Women’s rights activist Dr Aparajita Gogoi tells us how the lockdown has impacted women and girls and what can be done to address their issues
Throughout history, whenever there has been a crisis, it has always taken a larger toll on girls, women and children. The COVID pandemic has resulted in women and girls facing the brunt of it. Dr Aparajita Gogoi, Executive Director of the Centre for Catalyzing Change (C3) and the National Coordinator of the White Ribbon Alliance for Safe Motherhood India, has been working for the rights of women and young girls. She explains how this pandemic and the subsequent restrictions have placed women and girls at more risk and what they are doing about it. Excerpts…
What specific challenges are women and girls facing during the lockdown?
Many families are reeling under unprecedented income poverty in both urban and rural spaces. This has heightened the risk of violence and abuse towards women and girls within families. As economic insecurity increases there is a tendency among the men of the family to resort to lashing out at the girls and women of the house. Patriarchal norms which dictate that the burden of care-work and house-work be taken up only by women and girls is widespread across India, and has multiplied now that people are confined to their homes. As a result, young girls are encouraged to give housework priority over education. As mainstream education moves online, this presents a new set of challenges for girls. Young girls – especially in rural areas – find it harder to take these classes, because of poor internet connectivity, lack of access to phones/computers, the lack of digital literacy, and gendered barriers to the access of the internet.
There has already been a sharp rise in domestic violence cases in the country, with the National Commission of Women reporting a nearly two-fold rise in the number of domestic violence. Countless more are going unreported due to the lack of accessibility women are facing during the lockdown. In the wake of this, it is likely that women and girls will find it even harder to assert their independence. While a significant portion of COVID response has focused on providing immediate relief – essential goods, medical supplies, and so on – we also need to think about long-term solutions. More women work in the informal economy. The crisis has caused loss of employment, and these women have access to limited economic opportunity, neither do they have paid leave nor jobs guaranteed during this period.
What options are these women resorting to now?
Given the demand for physical distancing warranted by the COVID-19 epidemic, maintaining and strengthening non-contact based redressal mechanisms like helplines is vital. Some women are accessing helplines. In India, the National Commission of Women has recorded a more than twofold rise in gender-based violence in the national Coronavirus lockdown period. Distress calls from children have also increased by 50% during the lockdown period.
However, it is important to understand that due to social isolation, which can reduce women’s privacy and increase their daily contact with perpetrators, under-reporting of violence against them is very likely. Moreover, women’s limited usage of mobile phones in India – a recent study estimated that just 38% of women use phones in the country compared to 71% men – puts into question the ability of phone-based mechanisms to provide survivors of violence the support and care they need in this difficult time, emphasizing the need to strengthen local, community platforms. Under the given circumstances, we require community vigilance and support, – identifying, reaching out, and supporting women and girls who survive violence through local mechanisms is key. There is evidence telling us how our local governments, Panchayats, Self Help Groups, and frontline health workers, if equipped with the right perspectives, can identify vulnerable women and provide immediate support.
The other source of support is the frontline workers, ASHA and Anganwadi Workers, who have regular access to women and their homes. In the process of providing health and nutrition information, care and services to mothers and children, they have the opportunity to screen women for their experience of violence, provide initial, basic advice and link them to official support services like a Helpline or a Mahila Thana.
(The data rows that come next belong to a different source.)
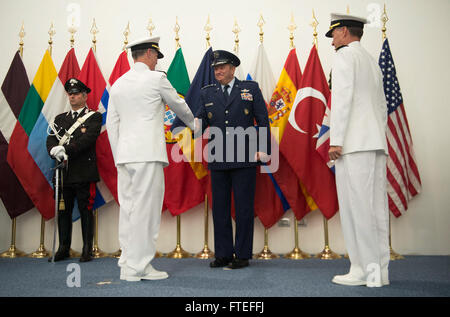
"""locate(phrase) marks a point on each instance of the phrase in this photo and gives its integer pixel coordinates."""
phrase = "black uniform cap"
(338, 20)
(222, 57)
(75, 86)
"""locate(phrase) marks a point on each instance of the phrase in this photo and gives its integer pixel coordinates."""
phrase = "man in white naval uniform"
(135, 125)
(358, 145)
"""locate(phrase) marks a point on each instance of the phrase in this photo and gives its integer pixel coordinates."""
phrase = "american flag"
(402, 172)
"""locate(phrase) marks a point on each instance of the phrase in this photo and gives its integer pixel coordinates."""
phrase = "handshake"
(59, 152)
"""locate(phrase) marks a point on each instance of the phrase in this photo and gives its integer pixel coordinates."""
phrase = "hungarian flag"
(12, 96)
(98, 98)
(19, 158)
(56, 103)
(105, 159)
(402, 172)
(298, 144)
(270, 203)
(183, 190)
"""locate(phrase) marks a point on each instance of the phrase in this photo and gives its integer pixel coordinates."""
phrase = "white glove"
(56, 149)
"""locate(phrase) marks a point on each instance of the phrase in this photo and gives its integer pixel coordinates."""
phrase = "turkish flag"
(298, 144)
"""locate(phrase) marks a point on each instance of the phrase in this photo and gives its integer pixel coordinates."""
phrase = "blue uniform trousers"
(242, 181)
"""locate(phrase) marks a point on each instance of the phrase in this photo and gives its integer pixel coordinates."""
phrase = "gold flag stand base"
(179, 253)
(205, 254)
(12, 253)
(297, 254)
(327, 254)
(97, 253)
(40, 253)
(395, 255)
(74, 254)
(117, 254)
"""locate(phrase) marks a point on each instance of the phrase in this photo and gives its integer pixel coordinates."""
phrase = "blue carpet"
(415, 276)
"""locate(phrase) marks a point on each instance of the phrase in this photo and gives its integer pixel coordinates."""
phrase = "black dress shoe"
(238, 264)
(220, 262)
(60, 255)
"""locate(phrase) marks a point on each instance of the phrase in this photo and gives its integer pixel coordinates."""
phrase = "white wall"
(418, 32)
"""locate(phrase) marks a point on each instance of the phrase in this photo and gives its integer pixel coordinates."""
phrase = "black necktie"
(225, 92)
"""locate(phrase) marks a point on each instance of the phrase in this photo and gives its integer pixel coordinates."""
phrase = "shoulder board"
(249, 81)
(207, 86)
(341, 47)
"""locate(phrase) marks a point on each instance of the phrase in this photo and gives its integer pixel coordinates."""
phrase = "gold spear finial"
(292, 27)
(150, 26)
(177, 36)
(126, 33)
(384, 19)
(208, 28)
(314, 23)
(260, 24)
(51, 33)
(94, 31)
(72, 30)
(236, 30)
(21, 36)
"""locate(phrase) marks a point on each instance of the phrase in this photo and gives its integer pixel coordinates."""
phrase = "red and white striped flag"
(402, 172)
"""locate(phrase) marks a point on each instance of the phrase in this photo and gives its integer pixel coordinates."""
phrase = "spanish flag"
(279, 108)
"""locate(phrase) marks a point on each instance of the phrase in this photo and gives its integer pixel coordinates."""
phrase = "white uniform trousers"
(363, 207)
(141, 192)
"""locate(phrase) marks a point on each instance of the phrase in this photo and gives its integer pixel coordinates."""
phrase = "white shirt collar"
(231, 84)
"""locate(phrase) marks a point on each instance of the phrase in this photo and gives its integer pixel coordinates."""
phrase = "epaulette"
(341, 47)
(207, 86)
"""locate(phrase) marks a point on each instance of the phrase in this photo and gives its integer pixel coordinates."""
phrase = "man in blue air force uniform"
(230, 109)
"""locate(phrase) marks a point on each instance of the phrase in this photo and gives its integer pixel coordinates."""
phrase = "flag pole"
(265, 254)
(236, 30)
(206, 253)
(126, 33)
(296, 253)
(96, 251)
(327, 253)
(178, 252)
(393, 255)
(13, 252)
(41, 252)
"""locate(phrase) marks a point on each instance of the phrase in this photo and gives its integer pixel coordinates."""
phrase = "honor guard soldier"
(73, 140)
(358, 145)
(231, 108)
(135, 125)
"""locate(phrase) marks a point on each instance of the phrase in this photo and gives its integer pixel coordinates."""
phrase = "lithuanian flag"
(22, 163)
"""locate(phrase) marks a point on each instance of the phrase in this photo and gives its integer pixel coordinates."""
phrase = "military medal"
(246, 96)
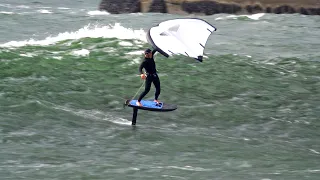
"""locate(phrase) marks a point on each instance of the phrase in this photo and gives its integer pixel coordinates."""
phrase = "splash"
(110, 31)
(253, 16)
(96, 13)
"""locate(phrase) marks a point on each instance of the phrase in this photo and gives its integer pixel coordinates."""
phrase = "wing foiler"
(181, 36)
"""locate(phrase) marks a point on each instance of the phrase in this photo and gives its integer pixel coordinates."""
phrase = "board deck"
(151, 106)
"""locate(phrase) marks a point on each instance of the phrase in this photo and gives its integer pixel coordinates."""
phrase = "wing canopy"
(181, 36)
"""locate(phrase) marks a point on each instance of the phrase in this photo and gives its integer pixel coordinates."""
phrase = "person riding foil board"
(151, 76)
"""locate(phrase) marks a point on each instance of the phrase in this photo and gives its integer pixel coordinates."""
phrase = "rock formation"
(209, 7)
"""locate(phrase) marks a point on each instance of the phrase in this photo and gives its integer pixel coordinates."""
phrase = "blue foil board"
(149, 105)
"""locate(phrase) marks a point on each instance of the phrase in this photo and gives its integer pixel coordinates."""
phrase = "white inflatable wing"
(181, 36)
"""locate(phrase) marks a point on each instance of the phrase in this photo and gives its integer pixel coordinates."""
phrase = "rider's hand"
(143, 76)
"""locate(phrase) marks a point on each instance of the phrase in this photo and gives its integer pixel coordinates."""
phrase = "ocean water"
(250, 111)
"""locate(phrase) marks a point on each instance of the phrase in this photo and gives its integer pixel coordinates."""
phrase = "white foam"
(6, 12)
(57, 57)
(64, 8)
(82, 52)
(125, 43)
(253, 16)
(23, 7)
(115, 31)
(314, 151)
(97, 13)
(135, 53)
(28, 55)
(44, 11)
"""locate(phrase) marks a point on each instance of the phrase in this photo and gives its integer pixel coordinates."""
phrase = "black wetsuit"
(152, 77)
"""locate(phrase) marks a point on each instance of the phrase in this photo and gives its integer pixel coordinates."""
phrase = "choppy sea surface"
(250, 111)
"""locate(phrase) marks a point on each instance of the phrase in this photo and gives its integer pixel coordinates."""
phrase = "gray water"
(251, 110)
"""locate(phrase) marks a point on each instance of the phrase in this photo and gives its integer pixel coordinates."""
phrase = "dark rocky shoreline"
(206, 7)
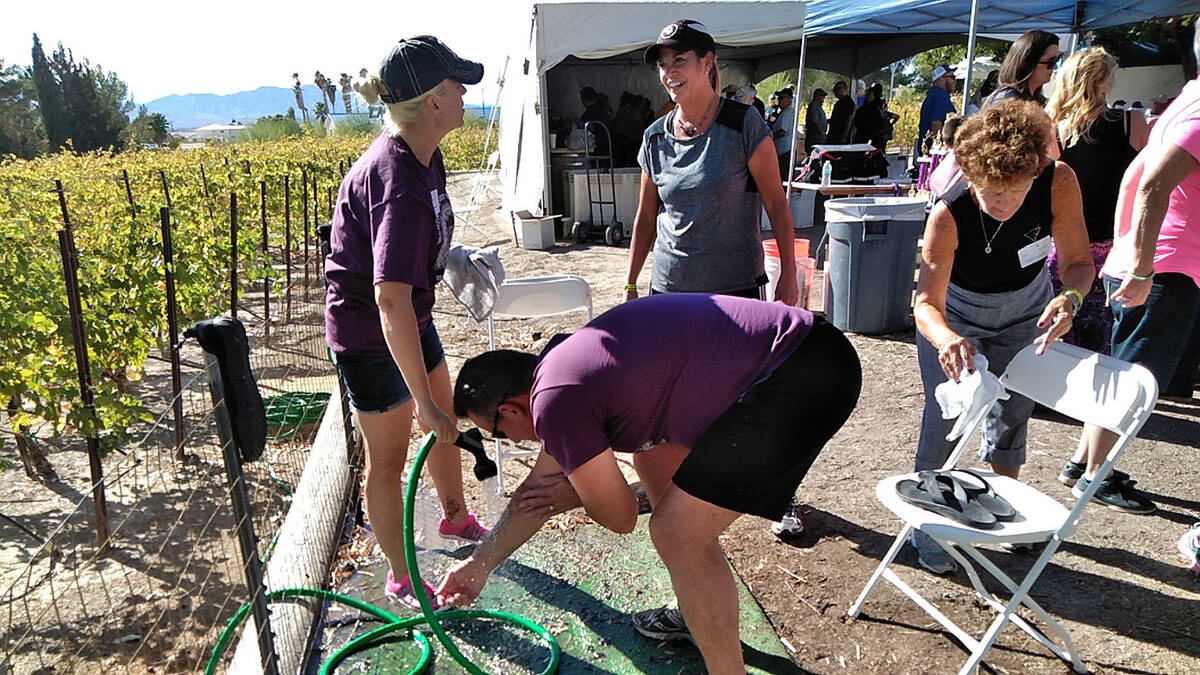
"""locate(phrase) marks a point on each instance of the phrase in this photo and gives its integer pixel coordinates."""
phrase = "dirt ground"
(1117, 584)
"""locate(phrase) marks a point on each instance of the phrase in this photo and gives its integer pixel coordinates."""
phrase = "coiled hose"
(394, 623)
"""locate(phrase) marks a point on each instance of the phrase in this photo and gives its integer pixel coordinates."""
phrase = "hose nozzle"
(473, 442)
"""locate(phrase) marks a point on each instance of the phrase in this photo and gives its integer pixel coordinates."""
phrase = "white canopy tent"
(600, 45)
(593, 41)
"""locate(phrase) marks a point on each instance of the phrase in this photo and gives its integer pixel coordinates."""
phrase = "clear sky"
(171, 47)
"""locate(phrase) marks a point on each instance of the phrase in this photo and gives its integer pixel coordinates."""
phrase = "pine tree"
(49, 100)
(21, 125)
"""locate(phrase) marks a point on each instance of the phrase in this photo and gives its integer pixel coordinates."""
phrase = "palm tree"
(346, 90)
(323, 84)
(299, 94)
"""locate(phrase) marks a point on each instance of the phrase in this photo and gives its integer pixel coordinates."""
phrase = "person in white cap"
(936, 106)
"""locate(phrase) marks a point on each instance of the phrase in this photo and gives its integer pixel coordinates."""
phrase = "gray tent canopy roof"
(995, 16)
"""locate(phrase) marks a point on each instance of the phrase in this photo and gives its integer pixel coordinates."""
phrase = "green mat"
(581, 584)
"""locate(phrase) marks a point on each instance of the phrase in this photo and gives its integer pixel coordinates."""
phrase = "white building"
(217, 131)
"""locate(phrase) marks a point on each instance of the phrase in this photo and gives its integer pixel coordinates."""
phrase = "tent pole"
(971, 37)
(796, 119)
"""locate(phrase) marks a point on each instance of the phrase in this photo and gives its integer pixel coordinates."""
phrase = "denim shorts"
(1157, 333)
(373, 381)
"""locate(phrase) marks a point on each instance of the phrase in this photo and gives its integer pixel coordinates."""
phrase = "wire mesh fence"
(172, 575)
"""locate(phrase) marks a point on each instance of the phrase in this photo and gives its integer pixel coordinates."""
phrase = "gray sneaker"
(663, 623)
(931, 555)
(791, 525)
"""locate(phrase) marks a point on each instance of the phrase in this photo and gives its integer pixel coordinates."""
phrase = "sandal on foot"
(983, 494)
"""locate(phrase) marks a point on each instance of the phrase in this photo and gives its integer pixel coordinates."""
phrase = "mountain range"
(191, 111)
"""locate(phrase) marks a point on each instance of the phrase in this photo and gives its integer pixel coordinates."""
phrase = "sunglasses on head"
(496, 419)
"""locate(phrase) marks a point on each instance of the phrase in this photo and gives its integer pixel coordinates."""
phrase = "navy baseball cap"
(419, 64)
(683, 35)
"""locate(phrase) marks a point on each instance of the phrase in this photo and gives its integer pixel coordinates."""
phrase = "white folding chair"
(531, 298)
(1075, 382)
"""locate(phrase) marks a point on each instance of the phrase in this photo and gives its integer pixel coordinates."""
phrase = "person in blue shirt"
(936, 106)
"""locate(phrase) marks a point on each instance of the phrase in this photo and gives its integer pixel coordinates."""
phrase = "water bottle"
(493, 500)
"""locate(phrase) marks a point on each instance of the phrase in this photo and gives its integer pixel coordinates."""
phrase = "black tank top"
(1099, 160)
(999, 272)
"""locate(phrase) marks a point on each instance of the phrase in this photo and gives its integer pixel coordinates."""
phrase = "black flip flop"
(945, 496)
(982, 494)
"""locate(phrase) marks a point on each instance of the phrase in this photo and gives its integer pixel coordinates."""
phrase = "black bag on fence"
(851, 163)
(225, 338)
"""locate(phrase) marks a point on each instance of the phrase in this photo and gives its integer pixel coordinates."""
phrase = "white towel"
(474, 276)
(964, 399)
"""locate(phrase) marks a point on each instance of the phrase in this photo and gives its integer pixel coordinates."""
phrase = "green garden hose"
(391, 622)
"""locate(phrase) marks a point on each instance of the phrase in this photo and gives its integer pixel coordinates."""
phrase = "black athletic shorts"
(756, 453)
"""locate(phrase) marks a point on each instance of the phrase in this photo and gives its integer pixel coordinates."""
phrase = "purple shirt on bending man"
(613, 384)
(393, 222)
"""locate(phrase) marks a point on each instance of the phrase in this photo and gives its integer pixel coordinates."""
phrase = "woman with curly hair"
(1098, 143)
(983, 286)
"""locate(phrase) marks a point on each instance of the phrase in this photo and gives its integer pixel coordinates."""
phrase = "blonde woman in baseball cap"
(393, 225)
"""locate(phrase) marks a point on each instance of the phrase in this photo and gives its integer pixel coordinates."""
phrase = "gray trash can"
(873, 248)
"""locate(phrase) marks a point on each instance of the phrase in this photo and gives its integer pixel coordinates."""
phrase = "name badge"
(1035, 252)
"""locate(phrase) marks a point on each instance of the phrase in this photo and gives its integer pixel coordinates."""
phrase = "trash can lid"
(858, 209)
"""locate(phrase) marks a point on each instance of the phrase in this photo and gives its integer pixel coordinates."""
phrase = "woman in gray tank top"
(705, 166)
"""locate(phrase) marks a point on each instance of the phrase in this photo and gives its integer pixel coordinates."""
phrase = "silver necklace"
(691, 130)
(988, 240)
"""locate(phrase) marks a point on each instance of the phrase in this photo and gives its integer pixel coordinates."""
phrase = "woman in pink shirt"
(1152, 276)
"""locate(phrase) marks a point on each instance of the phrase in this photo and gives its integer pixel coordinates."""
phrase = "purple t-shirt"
(658, 369)
(393, 222)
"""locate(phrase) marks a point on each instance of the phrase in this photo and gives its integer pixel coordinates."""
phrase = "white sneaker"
(1189, 547)
(791, 525)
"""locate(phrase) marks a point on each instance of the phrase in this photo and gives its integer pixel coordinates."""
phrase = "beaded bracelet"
(1075, 297)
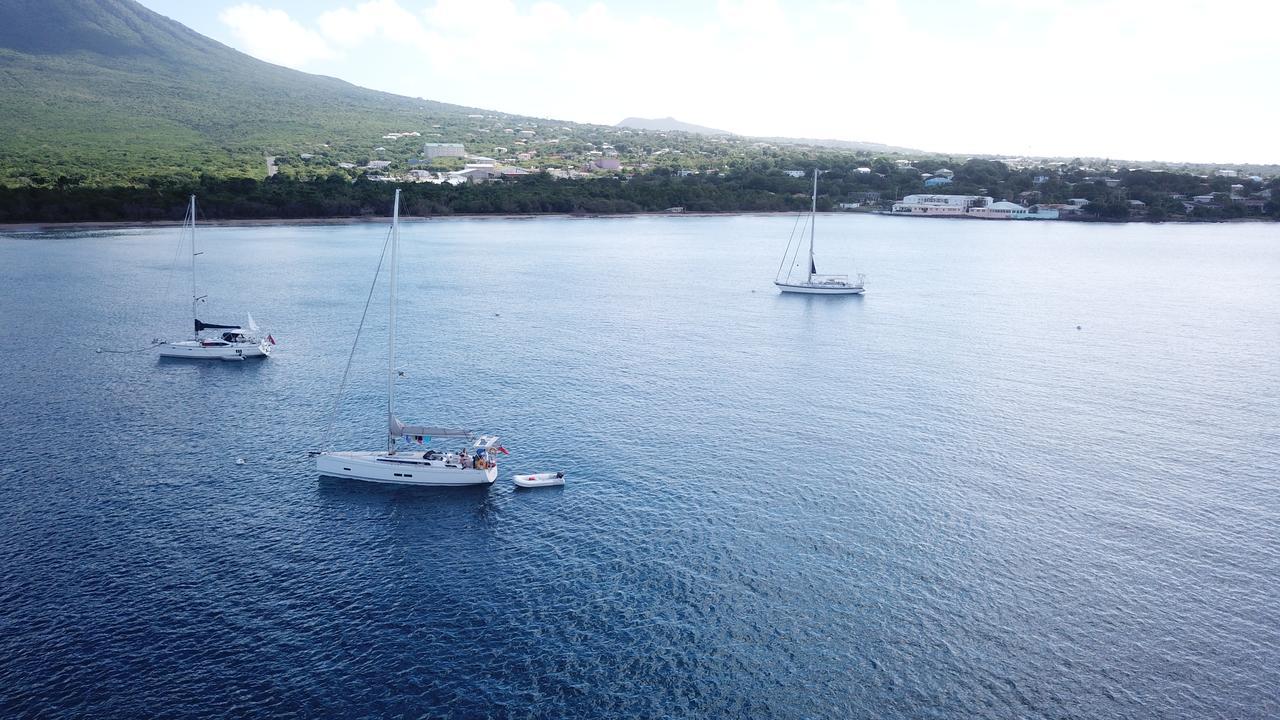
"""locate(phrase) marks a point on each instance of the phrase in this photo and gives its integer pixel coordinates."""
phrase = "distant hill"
(109, 91)
(668, 124)
(672, 124)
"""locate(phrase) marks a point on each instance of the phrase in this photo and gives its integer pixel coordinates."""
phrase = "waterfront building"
(940, 204)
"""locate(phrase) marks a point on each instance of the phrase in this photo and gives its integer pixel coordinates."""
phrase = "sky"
(1134, 80)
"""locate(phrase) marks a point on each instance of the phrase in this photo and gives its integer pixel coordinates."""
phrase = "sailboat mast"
(195, 296)
(813, 220)
(391, 327)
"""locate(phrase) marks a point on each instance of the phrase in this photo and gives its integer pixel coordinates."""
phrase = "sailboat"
(812, 282)
(472, 464)
(224, 342)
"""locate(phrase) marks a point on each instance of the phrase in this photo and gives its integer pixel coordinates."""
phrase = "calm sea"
(1033, 473)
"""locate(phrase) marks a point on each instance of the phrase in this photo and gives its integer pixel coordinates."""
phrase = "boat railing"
(831, 279)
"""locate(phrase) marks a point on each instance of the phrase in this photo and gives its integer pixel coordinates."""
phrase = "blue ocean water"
(1033, 473)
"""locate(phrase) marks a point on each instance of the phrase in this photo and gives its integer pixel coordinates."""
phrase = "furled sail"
(201, 326)
(396, 429)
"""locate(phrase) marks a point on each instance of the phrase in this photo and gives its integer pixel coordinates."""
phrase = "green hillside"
(108, 91)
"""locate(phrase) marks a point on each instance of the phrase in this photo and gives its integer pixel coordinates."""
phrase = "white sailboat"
(225, 342)
(812, 282)
(472, 464)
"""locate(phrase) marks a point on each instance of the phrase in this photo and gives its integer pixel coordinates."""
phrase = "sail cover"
(213, 327)
(396, 428)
What are the initiatives taken by C3 to address these issues?
We at C3 are providing emergency relief in the communities we are working in. But more importantly, we are taking a two-pronged approach to make sure communities are able to face the challenges over the long term as well. First, we are creating awareness among women, girls, their families and communities, about COVID infection prevention. At the same time, we are gauging the situation for women and girls and their ability to access information and services. Our initial learning is showing that many girls especially from rural communities see some risks of falling out of school, especially if their families are hit with loss of livelihood. We are trying to understand the lived realities of women and girls, be it around violence to livelihoods so that we can recommend, design and implement solutions. On a parallel note, we are also creating awareness messages on COVID 19 prevention measures, destigmatizing health workers, accessing available entitlements through WhatsApp and are now exploring radio as a medium to bust myths and encourage families to support women and girls.